A sold-out crowd of 12,693 rattled Crisler Arena, while a Michigan team that had lost four of its last seven games — including a collapse at lowly Penn State last Wednesday — exhaled. Instead of falling alone into fifth place in the Big Ten, the Wolverines joined MSU, Ohio State, and Wisconsin in a four-way tie for second behind Indiana.

"For our kids, perception is really important," Beilein said. "We needed some little boost."

It was the latest classic in a thrilling Big Ten season. Three weeks after Michigan State throttled UM in the first top-10 showdown in rivalry history, the second such brush lived up to its billing.

If it was too close for Michigan’s liking, the ending fit a game that defied convention.

Nothing pointed toward a UM win. The Wolverines, who averaged more than eight 3-pointers per game, went 0 for 12 from beyond the arc. They were outrebounded 44-29. And their starting shooting guard, Nik Stauskas, gushed blood onto the court and did not return after taking an early accidental elbow to the face from Spartans forward Branden Dawson.

Not to mention Michigan’s 10-point lead fading to nothing as Appling tied the game at 56 on a pair of free throws with 55 seconds left. Or UM center Mitch McGary then stepping on the baseline, which flipped off the shot clock and allowed MSU to vie for a buzzer-beating win.

"Good news is overtime," Beilein said.

Burke, though, had other designs, studying Appling as the junior all-conference guard attempted to drain the clock about 35 feet from the basket.

Three days earlier, he was one of three players who had called a players-only meeting at Pizza House on Church Street. Here was his chance to lead with his actions in the loudest way possible.

"I’m looking to see if he’s going left or right," said Burke, who also had eight assists. "If he’s coming straight toward me, then I know I can’t really try to turn him. But if he’s going left, I knew he was going to turn back right to get the play started.

"Once he got all the way to the sideline, I thought he was going to call a timeout.
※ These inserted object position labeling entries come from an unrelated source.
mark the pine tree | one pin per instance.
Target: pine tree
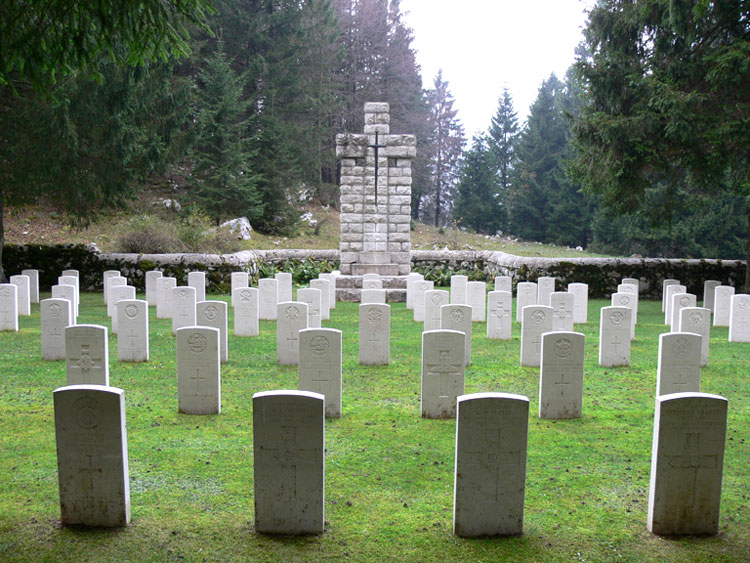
(223, 181)
(478, 205)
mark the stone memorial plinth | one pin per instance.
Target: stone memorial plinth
(375, 196)
(132, 327)
(698, 321)
(678, 368)
(490, 467)
(442, 372)
(292, 317)
(214, 314)
(458, 317)
(499, 315)
(92, 456)
(289, 462)
(687, 462)
(86, 355)
(245, 301)
(55, 318)
(614, 336)
(320, 366)
(561, 375)
(374, 334)
(198, 370)
(580, 293)
(525, 296)
(537, 320)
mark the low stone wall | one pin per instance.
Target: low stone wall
(602, 274)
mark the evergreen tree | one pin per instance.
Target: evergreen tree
(223, 182)
(447, 135)
(478, 204)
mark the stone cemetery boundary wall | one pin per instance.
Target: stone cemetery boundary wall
(601, 274)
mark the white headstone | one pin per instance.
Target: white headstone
(198, 370)
(56, 317)
(433, 300)
(86, 355)
(67, 292)
(459, 289)
(458, 318)
(238, 280)
(182, 299)
(33, 284)
(679, 302)
(164, 288)
(245, 301)
(374, 334)
(198, 281)
(536, 321)
(325, 297)
(289, 462)
(92, 456)
(442, 372)
(562, 304)
(268, 298)
(709, 286)
(698, 321)
(420, 288)
(372, 296)
(561, 375)
(490, 467)
(132, 330)
(580, 293)
(526, 295)
(499, 315)
(545, 287)
(627, 300)
(614, 336)
(320, 366)
(669, 292)
(284, 287)
(151, 289)
(312, 298)
(292, 318)
(214, 314)
(23, 296)
(687, 462)
(666, 283)
(8, 307)
(476, 298)
(739, 318)
(117, 294)
(722, 304)
(504, 283)
(105, 281)
(410, 279)
(679, 363)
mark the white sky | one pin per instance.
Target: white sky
(484, 45)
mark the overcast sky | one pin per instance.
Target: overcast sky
(484, 45)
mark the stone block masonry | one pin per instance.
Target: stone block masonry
(375, 196)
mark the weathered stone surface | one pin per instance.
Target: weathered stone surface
(442, 372)
(198, 370)
(320, 366)
(687, 462)
(86, 355)
(561, 375)
(490, 467)
(92, 455)
(289, 462)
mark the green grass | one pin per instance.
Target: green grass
(389, 474)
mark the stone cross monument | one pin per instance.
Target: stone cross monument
(375, 197)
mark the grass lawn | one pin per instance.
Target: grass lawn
(389, 474)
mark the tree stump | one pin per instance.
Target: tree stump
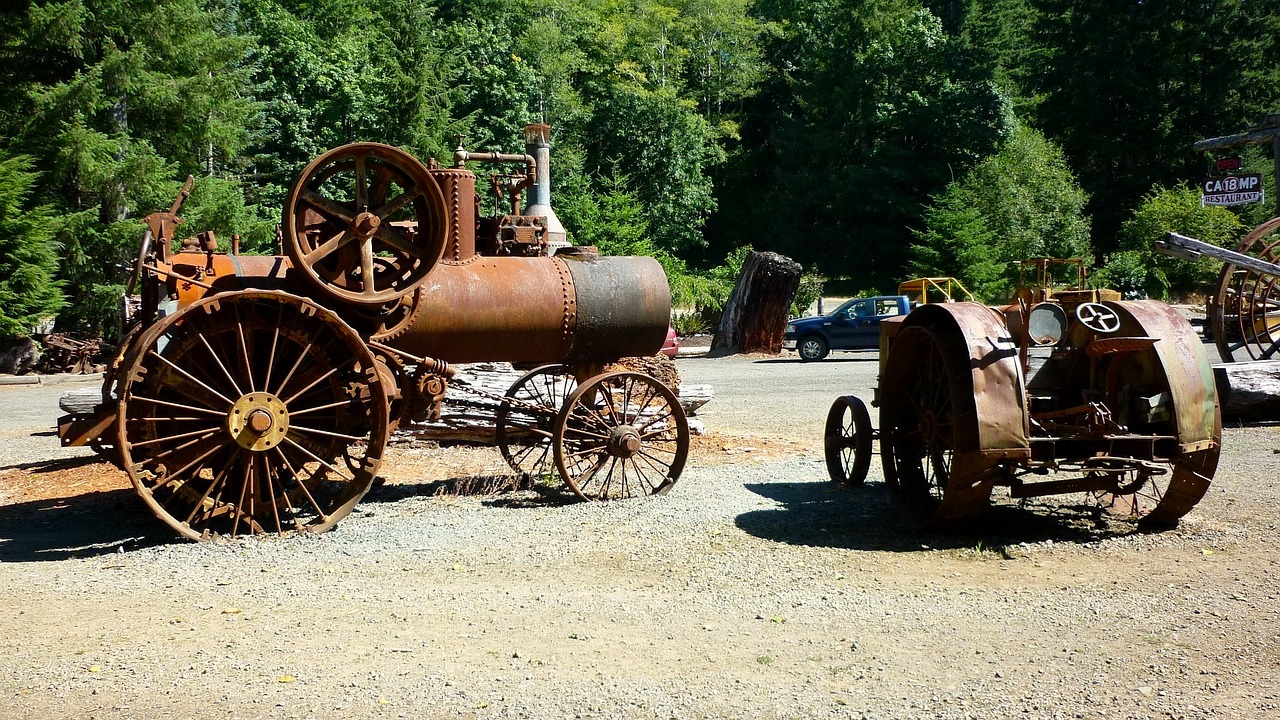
(755, 315)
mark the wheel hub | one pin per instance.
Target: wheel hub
(257, 420)
(928, 427)
(624, 441)
(366, 224)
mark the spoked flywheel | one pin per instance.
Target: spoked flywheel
(365, 222)
(251, 411)
(526, 418)
(1246, 315)
(621, 434)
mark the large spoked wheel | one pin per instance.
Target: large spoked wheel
(365, 222)
(929, 466)
(526, 419)
(848, 441)
(812, 347)
(621, 434)
(1246, 317)
(251, 413)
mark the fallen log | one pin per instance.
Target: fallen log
(471, 417)
(755, 314)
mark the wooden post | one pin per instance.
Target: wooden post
(755, 315)
(1267, 130)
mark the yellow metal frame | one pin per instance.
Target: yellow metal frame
(918, 290)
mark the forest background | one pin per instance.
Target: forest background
(871, 140)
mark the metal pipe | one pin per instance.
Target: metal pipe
(462, 156)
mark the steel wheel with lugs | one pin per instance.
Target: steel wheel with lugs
(932, 464)
(621, 434)
(251, 413)
(848, 441)
(526, 418)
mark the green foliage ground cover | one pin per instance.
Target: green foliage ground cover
(871, 140)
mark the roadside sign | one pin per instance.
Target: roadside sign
(1233, 190)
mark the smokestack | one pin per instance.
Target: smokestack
(538, 144)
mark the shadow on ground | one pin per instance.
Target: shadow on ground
(796, 360)
(81, 525)
(860, 518)
(496, 491)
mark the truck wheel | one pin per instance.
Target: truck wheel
(812, 347)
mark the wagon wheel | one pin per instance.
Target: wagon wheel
(1246, 315)
(931, 465)
(848, 441)
(526, 418)
(621, 434)
(365, 222)
(250, 413)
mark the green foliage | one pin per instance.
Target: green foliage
(1139, 269)
(1020, 203)
(865, 139)
(808, 294)
(28, 254)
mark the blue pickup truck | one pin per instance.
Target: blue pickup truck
(853, 326)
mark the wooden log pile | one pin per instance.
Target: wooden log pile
(755, 314)
(471, 417)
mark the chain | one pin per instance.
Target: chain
(512, 401)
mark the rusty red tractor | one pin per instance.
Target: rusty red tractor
(1077, 395)
(256, 393)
But he didn’t and kept running the play. As soon as he turned, he kept the ball in his right hand. I was right there and shot the gap."

"If I was going to miss it," he added, "I was going to be out of the play."

Burke did not, stealing the ball with about 24 seconds left.

"I take my eyes off it for a second to see their formation, and there’s Trey going down to the other end," Beilein said.

"Heck of a play," said Michigan State coach Tom Izzo, whose Spartans lost their third straight.

UM was not in the clear. Forward Derrick Nix made one of two free throws with 8.8 seconds left to pull the Spartans within a point, and McGary missed the front end of an ensuing one-and-one. But Burke ensured the game would not slip away, stealing a pass from MSU guard Gary Harris in the final seconds.

"We had to find a way to win this game," Burke said, "and we did."

Forward Adreian Payne led the Spartans with 17 points.